Der Betriebsrat möchte Informationen über die befristeten Arbeitnehmer. Pepi Wittelsbacher möchte die Informationen über neu zu besetzende unbefristete Arbeitsplätze
zum Zweck der Bewerbung. Müssen die Arbeitgeber solche Informationen an den Betriebsrat und Pepi Wittelsbacher weitergeben?
Die Lösung:
1. Diskriminierungsverbot
In § 4 Abs. 2 Beschäftigungs- und Befristungsgesetz (TzBfG) ist nun ausdrücklich ein Diskriminierungsverbot für befristet beschäftigte Arbeitnehmer gesetzlich niedergelegt. Ein befristet
beschäftigter Arbeitnehmer darf wegen der Befristung des Arbeitsverhältnisses nicht schlechter behandelt werden, als ein vergleichbarer unbefristet beschäftigter Arbeitnehmer. Eine Ausnahme besteht nur dann,
wenn sachliche Gründe die unterschiedliche, schlechtere Behandlung rechtfertigen.
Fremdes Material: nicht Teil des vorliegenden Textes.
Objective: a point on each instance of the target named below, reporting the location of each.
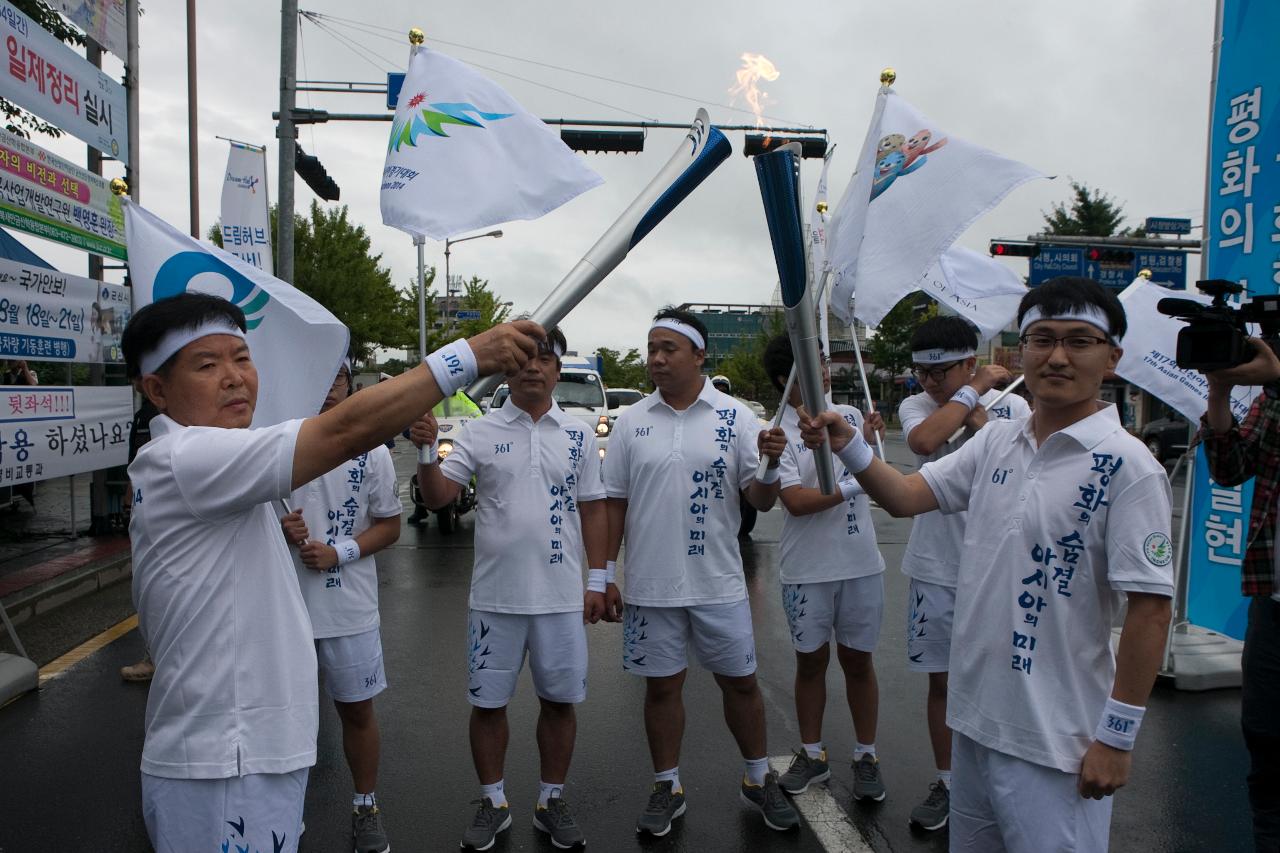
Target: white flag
(297, 345)
(977, 287)
(914, 192)
(1150, 346)
(246, 208)
(464, 155)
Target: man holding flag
(232, 716)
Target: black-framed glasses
(936, 374)
(1070, 342)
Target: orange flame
(755, 67)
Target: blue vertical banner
(1240, 243)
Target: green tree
(621, 370)
(1089, 213)
(891, 346)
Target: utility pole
(286, 136)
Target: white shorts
(929, 609)
(255, 812)
(656, 639)
(351, 667)
(496, 648)
(1005, 804)
(851, 609)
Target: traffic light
(604, 141)
(309, 169)
(1000, 249)
(810, 146)
(1104, 255)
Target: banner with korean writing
(54, 316)
(101, 19)
(53, 81)
(246, 208)
(1220, 525)
(50, 197)
(48, 432)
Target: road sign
(1166, 226)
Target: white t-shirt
(837, 543)
(681, 473)
(342, 505)
(529, 480)
(1055, 536)
(219, 607)
(933, 548)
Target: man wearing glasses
(955, 393)
(1070, 515)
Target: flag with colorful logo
(297, 345)
(464, 154)
(914, 192)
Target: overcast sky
(1110, 94)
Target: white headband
(682, 328)
(1091, 314)
(941, 356)
(176, 340)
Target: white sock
(496, 793)
(545, 790)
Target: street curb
(77, 583)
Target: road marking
(827, 820)
(54, 669)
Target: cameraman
(1237, 452)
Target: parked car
(1166, 437)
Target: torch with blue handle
(778, 173)
(699, 154)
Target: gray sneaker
(867, 779)
(664, 806)
(558, 824)
(485, 825)
(772, 804)
(366, 830)
(936, 808)
(804, 771)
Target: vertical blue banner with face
(1242, 243)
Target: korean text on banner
(58, 85)
(101, 19)
(1242, 222)
(48, 432)
(50, 197)
(54, 316)
(246, 208)
(296, 343)
(464, 154)
(914, 192)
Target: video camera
(1216, 334)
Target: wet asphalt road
(69, 755)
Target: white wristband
(1119, 724)
(858, 454)
(965, 396)
(453, 366)
(347, 551)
2. Vergleichbare Arbeitnehmer
Nach § 3 Abs. 2 TzBfG sind befristete und unbefristete Arbeitnehmer generell dann vergleichbar, wenn sie mit der gleichen oder einer ähnlichen Tätigkeit beschäftigt sind. Gibt es im
Betrieb ausnahmsweise keinen vergleichbaren unbefristet beschäftigten Arbeitnehmer, so ist der vergleichbare unbefristet beschäftigte Arbeitnehmer aufgrund des anwendbaren Tarifvertrages zu bestimmen. Sollte ein
solcher nicht vorhanden sein, muß im jeweiligen Wirtschaftszweig geprüft werden, welcher unbefristete Arbeitnehmer billigerweise als vergleichbar anzusehen ist.
3. Gleiches Entgelt
In § 4 Abs. 2 TzBfG hat der Gesetzgeber ausdrücklich bestimmt, daß einem befristet beschäftigten Arbeitnehmer Arbeitsentgelt oder andere teilbare geldwerte Leistungen mindestens im
gleichen Umfange wie beim vergleichbaren Vollzeitarbeitnehmer zu gewähren sind, wenn nicht sachliche Gründe oder die kurze Beschäftigungsdauer entgegenstehen.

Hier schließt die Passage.